I didn’t want him looking at it any longer than necessary.
“Luke is a good guy. All there is to it. Now will you quit fuckin’ looking at the pictures?”
He put his hands up. “Damn, Peach, no need to be an asshole about it.”
“You’ve been an asshole all night.”
Finally he glanced up at me instead of at the picture. Mission accomplished.
“How have I been an asshole?”
“Telling me you wouldn’t fuck me if I was the last man on Earth, and shit.”
He cracked a smile, and I felt like I’d won a little prize.
“Those certainly weren’t the words I used.”
“So?”
His eyes were electric blue, glimmering up at me.
God fuckingdamn, I wanted to dip to kiss that smug look off his face.
“Accuracy is important to me. I’m a journalist, after all.”

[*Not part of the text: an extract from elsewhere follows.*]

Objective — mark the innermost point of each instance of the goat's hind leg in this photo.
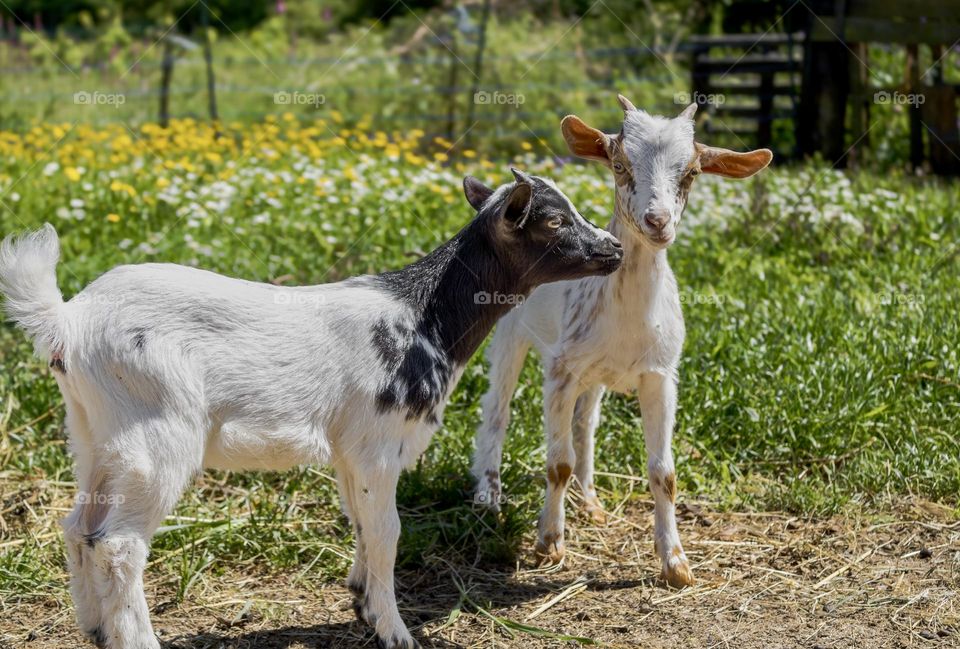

“Is that what you want to do, after you graduate? Can’t be much money in newspaper work these days.”
“No. I’m going to be a criminal lawyer,” he said.
“Wow.”
For a person with a supposedly shitty past, he definitely had ambition.
“I’m double majoring. Investigative journalism and criminal justice. All just preparation for law school.”
“I can’t imagine the workload.”
“I stay busy. That’s why I don’t date anyone at TNU.”
I lifted an eyebrow at him. “Excuse me?”
“I said what I meant. I don’t date anyone from TNU.”
“Why the fuck not?”
“It would just be an unnecessary use of my attention.”
“Give me a break. Everyone needs to fuck.”
“I can fuck whoever I want,” Gray said, running his fingertips along the surface of my desk. “But I’m too focused on my studies to date. It’s a hard rule for me.”
My gut reaction was the same as always.
That’s a dumb rule, you cocky ass motherfucker.
But he did also have a point.
If I’d avoided secretly dating Danny Ennick this summer, I would have saved myself a lot of distraction.